While doing some reading for my graduate seminar I came across this neat study in Social Science Computer Review (no, not making the name up) that looks at the effects of Internet humor. Ya know, the JibJab Effect.
The set of experiments by Jody Baumgartner (who has done some interesting stuff recently) finds that often humor has a negative relationship with exposure to Internet-based political humor and evaluations about political institutions and actors. But -- there's always a but -- self-effacing humor can have a positive impact on evaluations about a politician. In other words, the JibJab Effect here is positive because it's kinda self-deprecating. Of course it's not really self-deprecating since in this case neither Bush nor Kerry actually performed, but you get the idea.
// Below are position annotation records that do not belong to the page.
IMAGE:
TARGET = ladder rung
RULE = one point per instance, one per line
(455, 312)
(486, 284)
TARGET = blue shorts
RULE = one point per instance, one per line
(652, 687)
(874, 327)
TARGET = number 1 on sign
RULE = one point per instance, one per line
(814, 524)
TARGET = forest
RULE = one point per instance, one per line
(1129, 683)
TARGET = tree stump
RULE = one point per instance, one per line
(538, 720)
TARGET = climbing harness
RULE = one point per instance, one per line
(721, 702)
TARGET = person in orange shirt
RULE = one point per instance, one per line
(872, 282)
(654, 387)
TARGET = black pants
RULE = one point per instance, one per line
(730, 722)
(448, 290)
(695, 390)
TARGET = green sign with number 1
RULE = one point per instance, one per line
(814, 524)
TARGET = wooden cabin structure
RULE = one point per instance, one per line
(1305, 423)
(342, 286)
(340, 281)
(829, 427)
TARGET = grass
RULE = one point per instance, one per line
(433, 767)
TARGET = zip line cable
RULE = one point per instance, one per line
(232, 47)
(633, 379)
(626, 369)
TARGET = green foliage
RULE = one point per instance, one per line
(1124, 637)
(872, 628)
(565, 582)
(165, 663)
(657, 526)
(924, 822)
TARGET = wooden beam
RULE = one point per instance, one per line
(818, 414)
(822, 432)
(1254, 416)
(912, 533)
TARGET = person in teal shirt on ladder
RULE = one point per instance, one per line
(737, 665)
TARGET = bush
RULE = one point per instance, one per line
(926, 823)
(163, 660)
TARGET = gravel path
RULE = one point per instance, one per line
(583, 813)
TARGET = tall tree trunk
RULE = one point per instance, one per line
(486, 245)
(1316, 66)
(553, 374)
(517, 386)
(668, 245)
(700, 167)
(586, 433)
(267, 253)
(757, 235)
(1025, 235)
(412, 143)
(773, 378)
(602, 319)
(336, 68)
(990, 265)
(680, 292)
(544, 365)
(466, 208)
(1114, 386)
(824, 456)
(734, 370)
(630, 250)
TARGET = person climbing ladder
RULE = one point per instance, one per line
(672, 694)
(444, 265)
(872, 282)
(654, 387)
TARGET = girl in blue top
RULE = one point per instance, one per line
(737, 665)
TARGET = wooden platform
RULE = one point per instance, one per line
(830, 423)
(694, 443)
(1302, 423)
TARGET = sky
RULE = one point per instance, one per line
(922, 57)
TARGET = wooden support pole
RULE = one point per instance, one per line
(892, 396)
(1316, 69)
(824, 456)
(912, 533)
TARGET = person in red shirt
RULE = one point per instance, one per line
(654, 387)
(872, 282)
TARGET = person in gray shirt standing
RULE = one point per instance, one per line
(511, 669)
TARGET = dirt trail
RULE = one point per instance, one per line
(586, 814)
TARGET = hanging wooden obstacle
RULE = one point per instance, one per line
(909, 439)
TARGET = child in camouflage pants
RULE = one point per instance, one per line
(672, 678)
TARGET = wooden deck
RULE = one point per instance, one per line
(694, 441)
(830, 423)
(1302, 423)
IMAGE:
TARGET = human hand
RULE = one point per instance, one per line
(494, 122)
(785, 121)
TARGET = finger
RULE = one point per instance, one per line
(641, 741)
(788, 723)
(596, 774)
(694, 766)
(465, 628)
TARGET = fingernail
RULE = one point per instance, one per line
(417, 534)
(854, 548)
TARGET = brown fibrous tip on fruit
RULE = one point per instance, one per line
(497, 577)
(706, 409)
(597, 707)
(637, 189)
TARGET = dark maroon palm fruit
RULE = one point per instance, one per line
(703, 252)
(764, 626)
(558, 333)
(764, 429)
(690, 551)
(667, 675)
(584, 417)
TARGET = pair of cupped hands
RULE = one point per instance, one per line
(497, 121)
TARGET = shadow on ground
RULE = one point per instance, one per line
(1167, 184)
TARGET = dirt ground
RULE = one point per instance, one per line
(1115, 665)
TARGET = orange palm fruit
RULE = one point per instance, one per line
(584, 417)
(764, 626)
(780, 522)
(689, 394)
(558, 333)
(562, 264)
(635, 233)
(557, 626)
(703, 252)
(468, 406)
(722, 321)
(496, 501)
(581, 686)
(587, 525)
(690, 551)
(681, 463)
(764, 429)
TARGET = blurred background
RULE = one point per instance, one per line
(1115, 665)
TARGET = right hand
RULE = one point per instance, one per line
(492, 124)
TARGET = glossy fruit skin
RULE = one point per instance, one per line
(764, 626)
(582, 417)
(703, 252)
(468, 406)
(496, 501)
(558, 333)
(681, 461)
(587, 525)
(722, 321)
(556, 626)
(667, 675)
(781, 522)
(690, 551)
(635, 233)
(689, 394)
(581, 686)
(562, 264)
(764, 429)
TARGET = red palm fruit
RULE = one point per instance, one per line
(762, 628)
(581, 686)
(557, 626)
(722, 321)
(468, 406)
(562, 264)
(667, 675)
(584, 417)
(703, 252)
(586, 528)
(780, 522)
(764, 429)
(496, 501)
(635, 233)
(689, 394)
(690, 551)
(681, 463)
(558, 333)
So what's it all mean? I'm reading a bunch of humor stuff for my class this week, about Colbert and Stewart and even a fascinating case study of a politician's attempt at humor on TV that goes wrong). The basic result is that humor of a negative tenor tends to damage perceptions of our major institutions and political actors, at least a little. And people tend to report lower self efficacy (or internal efficacy, for you polisci types). Nothing much to report on political knowledge, but I suspect humor gets in the way of learning.
Thus we have the two big camps: parody and satire are bad, or they are good. The answer? Probably both. How's that for a PhDweebish fence-riding response?
I do believe satire and parody and humor serve an important role in political communication. The viral nature alone has a function, as well as shared experience. But there are downsides in all of our traditional dependent variables: efficacy, cynicism, trust. Is one worth the other? It doesn't matter, not really, since we have no control over them. I'd put this recent explosion of political humor in the category, to borrow a book title, of amusing ourselves to death.